Genome Inform. 2005;16(2):195-204.
Surface-enhanced laser desorption/ionization time-of-flight (SELDI-TOF) mass spectrometry data has been increasingly analyzed for identifying biomarkers to help early detection of the disease. Ovarian cancer commonly recurs at the rate of 75% within a few months or several years later after standard treatment. Since recurrent ovarian cancer is relatively difficult to be diagnosed and small tumors generally respond better to treatment, new methods for the detection of early relapse in ovarian cancer are urgently needed. Here, we propose a new algorithm SVM-MB/RFE (SVM-Markov Blanket/Recursive Feature Elimination) based on SVM-RFE, which identifies biomarkers for predicting the early recurrence of ovarian cancer. In this approach, we first apply t-test for feature pruning and then binning using 5-fold cross validation. Finally, 58 peaks are obtained from 27,000 of the raw data. Such dramatically reduced features relax the computational burden in the next step of our algorithm. We compare the performance of three feature selection algorithms and demonstrate that SVM-MB/RFE outperforms other methods.

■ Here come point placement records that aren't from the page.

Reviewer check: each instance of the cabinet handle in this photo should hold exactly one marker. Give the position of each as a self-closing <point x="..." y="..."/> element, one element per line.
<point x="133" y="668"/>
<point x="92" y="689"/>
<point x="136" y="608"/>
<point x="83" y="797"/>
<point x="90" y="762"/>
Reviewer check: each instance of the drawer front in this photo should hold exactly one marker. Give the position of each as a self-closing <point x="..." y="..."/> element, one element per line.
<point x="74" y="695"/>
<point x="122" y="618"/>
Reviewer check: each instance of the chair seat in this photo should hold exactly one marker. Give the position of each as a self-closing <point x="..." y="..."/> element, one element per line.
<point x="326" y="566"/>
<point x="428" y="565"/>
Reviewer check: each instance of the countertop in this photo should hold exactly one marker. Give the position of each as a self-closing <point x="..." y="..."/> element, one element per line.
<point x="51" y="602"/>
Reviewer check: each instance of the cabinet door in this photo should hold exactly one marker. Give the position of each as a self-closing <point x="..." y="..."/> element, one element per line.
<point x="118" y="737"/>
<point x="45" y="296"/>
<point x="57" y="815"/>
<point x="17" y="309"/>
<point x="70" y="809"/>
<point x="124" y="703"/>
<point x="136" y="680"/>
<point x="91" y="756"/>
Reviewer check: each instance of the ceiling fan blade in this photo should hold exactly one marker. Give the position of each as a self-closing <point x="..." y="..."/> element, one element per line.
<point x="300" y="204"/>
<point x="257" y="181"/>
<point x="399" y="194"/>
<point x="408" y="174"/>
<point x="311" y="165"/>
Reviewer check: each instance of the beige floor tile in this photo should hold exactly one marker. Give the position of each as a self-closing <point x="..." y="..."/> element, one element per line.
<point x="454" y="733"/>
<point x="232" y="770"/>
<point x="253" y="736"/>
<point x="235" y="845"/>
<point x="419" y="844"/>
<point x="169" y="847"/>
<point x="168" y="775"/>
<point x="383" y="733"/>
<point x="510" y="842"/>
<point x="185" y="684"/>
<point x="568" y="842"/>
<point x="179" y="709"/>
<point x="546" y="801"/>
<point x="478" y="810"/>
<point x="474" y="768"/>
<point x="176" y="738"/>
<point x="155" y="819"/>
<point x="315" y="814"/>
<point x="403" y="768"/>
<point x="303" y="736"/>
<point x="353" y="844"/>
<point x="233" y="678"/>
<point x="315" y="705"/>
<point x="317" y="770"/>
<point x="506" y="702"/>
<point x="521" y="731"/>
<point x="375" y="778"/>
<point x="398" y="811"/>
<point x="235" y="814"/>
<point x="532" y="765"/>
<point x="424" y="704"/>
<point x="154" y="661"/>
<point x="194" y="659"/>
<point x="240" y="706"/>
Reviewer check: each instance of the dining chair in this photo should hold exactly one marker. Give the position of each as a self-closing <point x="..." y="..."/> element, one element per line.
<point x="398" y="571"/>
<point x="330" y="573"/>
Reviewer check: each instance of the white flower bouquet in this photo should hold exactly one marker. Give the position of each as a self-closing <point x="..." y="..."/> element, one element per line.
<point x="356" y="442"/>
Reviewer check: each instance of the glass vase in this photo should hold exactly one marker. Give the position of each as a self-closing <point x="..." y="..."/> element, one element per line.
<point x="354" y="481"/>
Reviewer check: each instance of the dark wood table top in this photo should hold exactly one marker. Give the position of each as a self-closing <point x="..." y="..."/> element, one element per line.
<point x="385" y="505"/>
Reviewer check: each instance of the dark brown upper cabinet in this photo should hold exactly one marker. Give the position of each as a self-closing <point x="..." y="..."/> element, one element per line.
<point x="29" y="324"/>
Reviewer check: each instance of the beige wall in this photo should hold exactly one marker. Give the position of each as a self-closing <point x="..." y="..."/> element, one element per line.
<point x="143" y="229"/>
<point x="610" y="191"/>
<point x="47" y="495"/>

表面增强激光解吸/电离飞行时间(SELDI-TOF)质谱数据已被越来越多地用于分析,以识别生物标志物,帮助疾病的早期检测。卵巢癌在标准治疗后的几个月或几年内,通常以75%的复发率复发。由于复发性卵巢癌相对难以诊断,且小肿瘤通常对治疗反应更好,因此迫切需要新的方法来检测卵巢癌的早期复发。在此,我们基于支持向量机递归特征消除(SVM-RFE)提出了一种新算法SVM-MB/RFE(支持向量机-马尔可夫毯/递归特征消除),该算法可识别预测卵巢癌早期复发的生物标志物。在这种方法中,我们首先应用t检验进行特征修剪,然后使用5折交叉验证进行分箱。最后,从27000个原始数据中获得了58个峰。如此大幅减少的特征减轻了我们算法下一步的计算负担。我们比较了三种特征选择算法的性能,并证明SVM-MB/RFE优于其他方法。